Tretchikoff’s appraise has risen exponentially in the art market, due to both the re- evaluation of his legacy in exhibitions such as Tretchikoff: The People’s Painter, at IZIKO South African National Gallery (2011), and his appearance on the world stage at auction at Bonhams. A new world record was recently achieved at Bonhams with the semi-nude portrait painting, ‘Portrait of Lenka (Red Jacket)’, featuring Tretchikoff’s lover and muse, which sold for £337,250 (R4.7million). Just over 100 Tretchikoff works have appeared at auction, a twenty-year trajectory which charts a remarkable resurgence in the artist’s popularity.

Commenting on the sale, author Boris Gorelik, says: “At this South African Sale, Bonhams offers a work that is familiar to millions of people throughout the world, not only devotees of South African art. What’s more, this is one of the most important pop culture icons in Britain and the Commonwealth in the 1950s to early 1960s.
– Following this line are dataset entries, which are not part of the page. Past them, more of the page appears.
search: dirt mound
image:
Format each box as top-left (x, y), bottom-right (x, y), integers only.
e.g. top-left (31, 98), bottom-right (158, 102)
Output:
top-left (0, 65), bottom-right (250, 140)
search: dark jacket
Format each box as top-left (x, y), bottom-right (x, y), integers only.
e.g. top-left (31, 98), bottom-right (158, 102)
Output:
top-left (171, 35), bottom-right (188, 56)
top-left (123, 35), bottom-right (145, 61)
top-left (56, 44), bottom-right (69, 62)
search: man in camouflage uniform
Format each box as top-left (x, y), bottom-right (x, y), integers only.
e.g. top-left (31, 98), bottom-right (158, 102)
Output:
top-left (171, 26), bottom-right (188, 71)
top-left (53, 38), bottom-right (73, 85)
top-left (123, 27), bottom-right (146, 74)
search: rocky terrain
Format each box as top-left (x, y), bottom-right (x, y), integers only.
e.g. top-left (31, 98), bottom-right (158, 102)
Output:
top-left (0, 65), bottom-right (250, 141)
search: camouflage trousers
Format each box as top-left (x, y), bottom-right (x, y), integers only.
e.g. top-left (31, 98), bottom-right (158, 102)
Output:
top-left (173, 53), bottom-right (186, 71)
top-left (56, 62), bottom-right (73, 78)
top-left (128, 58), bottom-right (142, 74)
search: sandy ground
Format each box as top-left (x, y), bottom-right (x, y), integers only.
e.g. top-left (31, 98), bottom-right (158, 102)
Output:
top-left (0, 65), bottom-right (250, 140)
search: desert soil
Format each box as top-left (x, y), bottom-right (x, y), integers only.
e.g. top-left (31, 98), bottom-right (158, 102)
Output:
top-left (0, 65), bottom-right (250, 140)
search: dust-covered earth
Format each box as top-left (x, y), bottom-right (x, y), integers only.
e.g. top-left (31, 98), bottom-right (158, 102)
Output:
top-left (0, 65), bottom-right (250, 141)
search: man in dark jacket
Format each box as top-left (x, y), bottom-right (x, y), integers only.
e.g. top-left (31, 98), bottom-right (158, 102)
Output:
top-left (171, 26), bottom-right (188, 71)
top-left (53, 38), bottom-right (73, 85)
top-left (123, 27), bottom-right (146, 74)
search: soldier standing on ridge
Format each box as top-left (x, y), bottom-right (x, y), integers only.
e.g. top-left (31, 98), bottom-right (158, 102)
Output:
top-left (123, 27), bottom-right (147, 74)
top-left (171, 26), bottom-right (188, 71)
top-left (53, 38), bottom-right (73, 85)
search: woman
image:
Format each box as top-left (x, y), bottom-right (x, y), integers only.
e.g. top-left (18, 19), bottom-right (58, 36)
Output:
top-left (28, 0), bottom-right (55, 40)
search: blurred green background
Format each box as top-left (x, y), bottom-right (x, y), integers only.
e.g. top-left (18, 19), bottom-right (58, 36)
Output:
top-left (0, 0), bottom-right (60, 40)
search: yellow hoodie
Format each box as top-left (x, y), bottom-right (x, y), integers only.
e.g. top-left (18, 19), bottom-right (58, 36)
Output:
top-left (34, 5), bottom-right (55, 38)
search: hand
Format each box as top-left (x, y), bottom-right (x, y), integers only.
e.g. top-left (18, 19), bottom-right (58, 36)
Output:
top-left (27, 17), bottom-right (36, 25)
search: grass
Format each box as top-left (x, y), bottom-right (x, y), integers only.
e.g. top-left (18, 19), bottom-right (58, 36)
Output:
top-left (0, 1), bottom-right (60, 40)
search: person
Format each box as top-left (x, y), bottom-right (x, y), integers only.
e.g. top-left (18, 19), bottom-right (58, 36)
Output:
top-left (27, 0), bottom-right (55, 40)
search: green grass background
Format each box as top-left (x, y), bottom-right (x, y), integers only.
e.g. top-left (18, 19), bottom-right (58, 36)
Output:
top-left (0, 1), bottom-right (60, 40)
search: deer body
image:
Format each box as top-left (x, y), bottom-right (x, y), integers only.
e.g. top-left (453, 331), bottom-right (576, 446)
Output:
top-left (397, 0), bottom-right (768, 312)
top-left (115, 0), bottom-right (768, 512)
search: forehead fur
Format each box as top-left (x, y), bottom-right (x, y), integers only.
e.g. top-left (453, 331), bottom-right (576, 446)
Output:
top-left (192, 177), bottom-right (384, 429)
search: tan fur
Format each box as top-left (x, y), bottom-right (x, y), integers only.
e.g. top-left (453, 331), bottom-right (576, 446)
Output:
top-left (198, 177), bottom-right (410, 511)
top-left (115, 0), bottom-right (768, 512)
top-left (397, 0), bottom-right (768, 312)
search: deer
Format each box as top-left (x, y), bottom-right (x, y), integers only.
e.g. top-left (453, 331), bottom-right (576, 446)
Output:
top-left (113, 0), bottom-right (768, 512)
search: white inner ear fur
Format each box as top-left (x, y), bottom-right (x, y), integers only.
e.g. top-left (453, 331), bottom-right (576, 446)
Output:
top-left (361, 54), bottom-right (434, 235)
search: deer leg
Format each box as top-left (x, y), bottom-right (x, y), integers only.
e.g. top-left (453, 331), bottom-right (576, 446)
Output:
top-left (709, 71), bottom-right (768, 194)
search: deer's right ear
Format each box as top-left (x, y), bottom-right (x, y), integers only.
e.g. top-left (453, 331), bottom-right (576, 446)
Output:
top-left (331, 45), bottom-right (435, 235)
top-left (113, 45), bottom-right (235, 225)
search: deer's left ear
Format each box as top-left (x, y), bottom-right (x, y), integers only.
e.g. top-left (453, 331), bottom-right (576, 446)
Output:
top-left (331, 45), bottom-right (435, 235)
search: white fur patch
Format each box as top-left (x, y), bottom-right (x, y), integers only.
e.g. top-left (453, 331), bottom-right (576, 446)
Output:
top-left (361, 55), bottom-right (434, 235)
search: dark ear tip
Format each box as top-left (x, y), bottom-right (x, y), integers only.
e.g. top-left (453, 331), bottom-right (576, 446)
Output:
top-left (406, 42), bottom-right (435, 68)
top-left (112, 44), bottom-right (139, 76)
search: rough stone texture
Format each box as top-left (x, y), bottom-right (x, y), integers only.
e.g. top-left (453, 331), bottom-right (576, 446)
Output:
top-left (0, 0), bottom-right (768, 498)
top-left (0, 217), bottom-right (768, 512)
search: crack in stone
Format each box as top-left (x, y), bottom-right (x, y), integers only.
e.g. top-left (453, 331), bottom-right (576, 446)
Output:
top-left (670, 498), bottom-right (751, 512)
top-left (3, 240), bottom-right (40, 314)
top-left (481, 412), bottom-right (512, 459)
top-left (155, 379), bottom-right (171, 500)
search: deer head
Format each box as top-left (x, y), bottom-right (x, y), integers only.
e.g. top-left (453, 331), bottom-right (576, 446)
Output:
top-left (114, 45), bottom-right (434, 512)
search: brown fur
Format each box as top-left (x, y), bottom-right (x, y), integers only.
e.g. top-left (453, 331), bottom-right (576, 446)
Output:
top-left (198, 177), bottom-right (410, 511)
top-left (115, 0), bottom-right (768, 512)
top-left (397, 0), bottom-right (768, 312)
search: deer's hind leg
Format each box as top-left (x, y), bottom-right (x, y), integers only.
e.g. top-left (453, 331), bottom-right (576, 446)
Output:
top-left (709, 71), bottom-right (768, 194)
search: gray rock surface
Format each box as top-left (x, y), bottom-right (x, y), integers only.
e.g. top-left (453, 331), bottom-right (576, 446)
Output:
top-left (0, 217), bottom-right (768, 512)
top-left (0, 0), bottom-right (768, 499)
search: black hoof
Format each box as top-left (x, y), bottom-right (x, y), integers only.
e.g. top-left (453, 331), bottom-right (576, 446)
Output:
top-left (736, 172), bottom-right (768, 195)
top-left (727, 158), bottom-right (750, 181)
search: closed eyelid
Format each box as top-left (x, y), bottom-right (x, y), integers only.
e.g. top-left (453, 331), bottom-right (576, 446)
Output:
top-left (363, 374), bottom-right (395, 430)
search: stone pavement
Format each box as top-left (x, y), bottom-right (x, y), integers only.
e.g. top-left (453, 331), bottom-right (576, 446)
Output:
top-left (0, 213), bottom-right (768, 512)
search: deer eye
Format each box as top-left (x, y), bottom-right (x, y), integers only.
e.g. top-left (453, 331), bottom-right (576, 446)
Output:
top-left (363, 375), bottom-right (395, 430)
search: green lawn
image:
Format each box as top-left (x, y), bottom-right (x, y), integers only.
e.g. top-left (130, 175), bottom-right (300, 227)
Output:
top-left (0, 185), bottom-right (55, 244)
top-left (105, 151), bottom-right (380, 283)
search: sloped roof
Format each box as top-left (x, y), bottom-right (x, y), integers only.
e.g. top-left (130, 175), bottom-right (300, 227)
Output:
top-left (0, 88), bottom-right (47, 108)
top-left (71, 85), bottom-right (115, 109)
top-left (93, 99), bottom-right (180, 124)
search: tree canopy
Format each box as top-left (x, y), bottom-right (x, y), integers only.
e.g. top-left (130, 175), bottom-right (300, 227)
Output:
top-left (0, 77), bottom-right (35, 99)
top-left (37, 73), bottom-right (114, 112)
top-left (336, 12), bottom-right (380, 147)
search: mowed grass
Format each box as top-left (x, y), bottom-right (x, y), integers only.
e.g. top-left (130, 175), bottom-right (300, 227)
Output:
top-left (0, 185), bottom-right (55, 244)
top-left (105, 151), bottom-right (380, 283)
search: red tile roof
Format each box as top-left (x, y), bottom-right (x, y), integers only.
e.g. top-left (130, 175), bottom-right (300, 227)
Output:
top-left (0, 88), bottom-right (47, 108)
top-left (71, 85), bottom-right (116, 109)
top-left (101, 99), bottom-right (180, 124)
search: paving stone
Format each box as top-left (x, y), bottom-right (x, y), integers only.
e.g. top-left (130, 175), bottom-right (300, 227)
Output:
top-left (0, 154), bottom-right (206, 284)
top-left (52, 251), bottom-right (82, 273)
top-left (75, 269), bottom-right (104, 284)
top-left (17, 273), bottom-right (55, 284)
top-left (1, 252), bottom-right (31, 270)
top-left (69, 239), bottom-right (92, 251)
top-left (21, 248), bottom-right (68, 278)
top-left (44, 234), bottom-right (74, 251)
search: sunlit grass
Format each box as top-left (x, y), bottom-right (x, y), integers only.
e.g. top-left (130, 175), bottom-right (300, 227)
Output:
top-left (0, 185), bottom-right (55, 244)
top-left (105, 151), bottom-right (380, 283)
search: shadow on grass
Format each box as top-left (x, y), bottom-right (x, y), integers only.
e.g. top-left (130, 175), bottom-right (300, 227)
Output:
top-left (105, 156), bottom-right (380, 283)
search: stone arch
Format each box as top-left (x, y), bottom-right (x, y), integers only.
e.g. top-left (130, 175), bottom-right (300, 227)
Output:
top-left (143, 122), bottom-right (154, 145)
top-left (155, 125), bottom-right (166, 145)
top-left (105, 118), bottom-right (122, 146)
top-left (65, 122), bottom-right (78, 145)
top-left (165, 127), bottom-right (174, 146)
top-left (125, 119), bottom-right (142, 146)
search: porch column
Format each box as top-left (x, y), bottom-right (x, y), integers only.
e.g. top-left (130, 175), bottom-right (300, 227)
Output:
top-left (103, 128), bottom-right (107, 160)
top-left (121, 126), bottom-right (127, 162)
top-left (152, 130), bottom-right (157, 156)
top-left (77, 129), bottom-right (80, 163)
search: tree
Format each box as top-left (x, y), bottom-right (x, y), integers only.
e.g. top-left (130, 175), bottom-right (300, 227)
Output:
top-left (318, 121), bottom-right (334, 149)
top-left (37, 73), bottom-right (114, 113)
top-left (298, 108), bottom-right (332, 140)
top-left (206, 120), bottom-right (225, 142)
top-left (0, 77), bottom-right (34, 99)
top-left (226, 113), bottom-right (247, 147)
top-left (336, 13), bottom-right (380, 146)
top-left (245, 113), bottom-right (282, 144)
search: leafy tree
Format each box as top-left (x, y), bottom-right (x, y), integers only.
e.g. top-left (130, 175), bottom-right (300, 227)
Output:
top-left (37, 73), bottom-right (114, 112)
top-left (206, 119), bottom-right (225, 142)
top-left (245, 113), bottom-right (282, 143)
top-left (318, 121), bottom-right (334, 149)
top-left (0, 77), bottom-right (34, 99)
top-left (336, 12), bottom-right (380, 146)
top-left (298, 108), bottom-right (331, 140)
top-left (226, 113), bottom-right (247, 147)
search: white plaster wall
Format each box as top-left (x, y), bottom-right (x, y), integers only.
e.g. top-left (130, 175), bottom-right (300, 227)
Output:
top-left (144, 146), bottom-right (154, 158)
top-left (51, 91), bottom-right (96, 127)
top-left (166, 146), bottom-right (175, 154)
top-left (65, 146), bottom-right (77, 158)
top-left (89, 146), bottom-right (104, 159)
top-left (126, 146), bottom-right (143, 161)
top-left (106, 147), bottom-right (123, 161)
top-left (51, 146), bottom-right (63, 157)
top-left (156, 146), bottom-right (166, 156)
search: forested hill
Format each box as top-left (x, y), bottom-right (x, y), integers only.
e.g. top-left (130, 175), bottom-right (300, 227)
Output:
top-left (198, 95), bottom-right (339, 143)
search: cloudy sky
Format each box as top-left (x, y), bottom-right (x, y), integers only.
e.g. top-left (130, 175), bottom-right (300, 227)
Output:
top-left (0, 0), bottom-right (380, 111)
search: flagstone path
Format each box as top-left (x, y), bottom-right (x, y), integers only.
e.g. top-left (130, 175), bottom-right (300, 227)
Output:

Today, even prints of the ‘Green Lady’ in mint condition, which went for a couple of pounds in their day, change hands for hundreds of pounds.”

For Gorelik, part of Tretchikoff’s market resurgence is due to the nostalgic aura of the works, which should not be underestimated: “Take the ‘Chinese Girl’ for example: millions of people – perhaps your parents or grandparents – bought a litograph of this painting, hung it on their wall and admired it for years, if not decades. Maybe even you grew up looking at it. And today you can get the real thing – the original canvas. It’s certainly fascinating!”

This has been a strong year for the sale of Tretchikoff’s work, ‘Portrait of Lenka (Red Jacket)’ his muse and one time lover in Java, smashed its pre-sale estimate of £50,000- £80,000 to achieve an artist’s record of £337,250 at Bonham’s.